Matignon avait déjà prévenu qu'il faudrait encore patienter pour en savoir plus sur l'avenir du projet d'aéroport à Notre-Dame-Des-Landes... Emmanuel Macron a pris la parole dans 'Le Monde' ce mardi pour annoncer que le gouvernement français ferait "au plus tard en janvier" un choix définitif dans ce dossier très controversé.

"Quelle que soit la décision que nous prendrons à propos de Notre-Dame-des-Landes, ce projet doit doter le Grand Ouest d'une structure qui lui permette d'être relié au reste de l'Europe", a déclaré le président français dans son interview au quotidien. "Une mission a été commandée comme je m'y étais engagé, et rendra son rapport le 13 décembre. Le premier ministre et les ministres concernés demanderont des compléments s'il y a lieu, et une décision définitive sera prise au plus tard en janvier."

Casse-tête

Un tout dernier rapport d'experts sur le sujet doit en effet être remis mercredi au Premier ministre Edouard Philippe. De son côté, Emmanuel Macron évoque la nécessité de prendre en compte "les intérêts climatiques" mais aussi "les aspects démocratiques et économiques", en allusion, notamment, au référendum local qui avait approuvé le transfert de l'actuel aéroport de Nantes en 2016. Autre casse-tête dans ce dossier : les lourdes indemnités qui seraient dues à Vinci , constructeur de l'équipement, en cas d'abandon du projet.

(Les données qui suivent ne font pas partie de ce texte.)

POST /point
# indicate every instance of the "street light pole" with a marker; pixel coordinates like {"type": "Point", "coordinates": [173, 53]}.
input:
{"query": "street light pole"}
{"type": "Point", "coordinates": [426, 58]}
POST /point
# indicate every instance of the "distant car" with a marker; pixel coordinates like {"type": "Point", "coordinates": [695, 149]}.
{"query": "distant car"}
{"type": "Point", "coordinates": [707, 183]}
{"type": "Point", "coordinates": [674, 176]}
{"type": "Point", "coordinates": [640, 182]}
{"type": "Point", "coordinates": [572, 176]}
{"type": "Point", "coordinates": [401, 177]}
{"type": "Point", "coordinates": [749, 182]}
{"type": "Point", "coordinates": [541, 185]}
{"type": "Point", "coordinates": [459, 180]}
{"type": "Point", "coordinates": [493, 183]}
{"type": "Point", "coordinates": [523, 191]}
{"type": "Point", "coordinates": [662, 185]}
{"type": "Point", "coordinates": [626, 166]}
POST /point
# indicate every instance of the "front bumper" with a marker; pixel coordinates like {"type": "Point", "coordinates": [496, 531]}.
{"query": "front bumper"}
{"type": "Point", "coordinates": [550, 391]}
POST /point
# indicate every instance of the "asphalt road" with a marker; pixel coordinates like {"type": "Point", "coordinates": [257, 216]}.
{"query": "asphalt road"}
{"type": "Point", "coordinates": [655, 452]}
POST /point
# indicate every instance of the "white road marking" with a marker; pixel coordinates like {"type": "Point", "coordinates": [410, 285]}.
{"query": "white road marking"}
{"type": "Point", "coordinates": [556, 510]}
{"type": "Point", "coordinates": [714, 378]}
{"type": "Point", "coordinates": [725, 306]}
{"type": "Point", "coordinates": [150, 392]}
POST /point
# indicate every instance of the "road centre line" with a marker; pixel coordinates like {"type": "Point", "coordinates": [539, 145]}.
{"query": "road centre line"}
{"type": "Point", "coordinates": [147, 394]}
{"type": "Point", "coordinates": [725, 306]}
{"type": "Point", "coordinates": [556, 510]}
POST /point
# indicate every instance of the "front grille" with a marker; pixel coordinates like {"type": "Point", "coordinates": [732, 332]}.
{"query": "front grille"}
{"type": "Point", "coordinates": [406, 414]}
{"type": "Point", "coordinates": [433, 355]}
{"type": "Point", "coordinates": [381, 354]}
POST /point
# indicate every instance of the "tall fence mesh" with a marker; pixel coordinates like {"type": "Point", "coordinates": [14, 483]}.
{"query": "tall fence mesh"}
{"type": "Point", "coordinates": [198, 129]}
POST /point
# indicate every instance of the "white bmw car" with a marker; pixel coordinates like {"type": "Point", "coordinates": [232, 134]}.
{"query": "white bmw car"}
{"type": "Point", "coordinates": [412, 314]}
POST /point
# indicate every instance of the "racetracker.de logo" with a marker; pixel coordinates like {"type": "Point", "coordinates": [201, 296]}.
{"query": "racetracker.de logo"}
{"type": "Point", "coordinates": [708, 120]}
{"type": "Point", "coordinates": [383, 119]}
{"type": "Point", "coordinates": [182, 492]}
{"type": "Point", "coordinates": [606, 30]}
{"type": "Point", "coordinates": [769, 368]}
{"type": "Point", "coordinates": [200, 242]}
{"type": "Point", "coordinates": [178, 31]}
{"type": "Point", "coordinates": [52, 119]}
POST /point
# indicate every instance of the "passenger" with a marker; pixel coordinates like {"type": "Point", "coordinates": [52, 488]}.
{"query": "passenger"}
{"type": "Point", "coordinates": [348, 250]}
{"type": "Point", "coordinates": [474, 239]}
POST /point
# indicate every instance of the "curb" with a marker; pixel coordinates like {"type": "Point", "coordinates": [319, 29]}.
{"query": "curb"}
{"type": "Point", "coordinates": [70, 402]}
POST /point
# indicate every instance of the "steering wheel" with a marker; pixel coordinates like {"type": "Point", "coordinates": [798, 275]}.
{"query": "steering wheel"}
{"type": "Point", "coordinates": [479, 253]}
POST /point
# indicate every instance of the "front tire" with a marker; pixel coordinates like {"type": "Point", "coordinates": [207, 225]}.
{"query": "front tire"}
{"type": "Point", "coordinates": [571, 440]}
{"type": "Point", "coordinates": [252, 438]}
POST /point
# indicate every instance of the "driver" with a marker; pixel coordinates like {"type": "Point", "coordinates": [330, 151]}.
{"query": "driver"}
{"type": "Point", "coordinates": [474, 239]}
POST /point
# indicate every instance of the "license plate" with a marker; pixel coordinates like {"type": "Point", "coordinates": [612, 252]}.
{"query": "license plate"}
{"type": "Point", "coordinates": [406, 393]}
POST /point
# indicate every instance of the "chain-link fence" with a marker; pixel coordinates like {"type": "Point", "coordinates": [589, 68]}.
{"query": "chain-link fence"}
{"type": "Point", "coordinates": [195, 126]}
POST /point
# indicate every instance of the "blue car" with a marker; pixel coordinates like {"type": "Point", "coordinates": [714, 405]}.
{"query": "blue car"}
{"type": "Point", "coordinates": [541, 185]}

"Je ne préempte pas la décision à ce stade, mais il faut regarder le pour et le contre de toutes les options possibles. La mission mettra en évidence le fait que le débat autour de Notre-Dame-des-Landes s'est polarisé autour d'une information insuffisante", ajoute le président français.

Responsabilités

Si elle était décidée, l'évacuation du site de 1.600 hectares occupé par les opposants s'annonce à haut risque. Une première tentative d'évacuation du site avait échoué en 2012. Le projet fait débat, y compris au sein du gouvernement. Opposant déclaré au projet, le ministre de la Transition écologique, Nicolas Hulot, a pour sa part dit qu'il prendrait ses "responsabilités" en fonction du contenu du rapport et de la décision qui sera prise. Il avait promis une décision avant les fêtes, mais cette annonce ne sera donc pas tenue.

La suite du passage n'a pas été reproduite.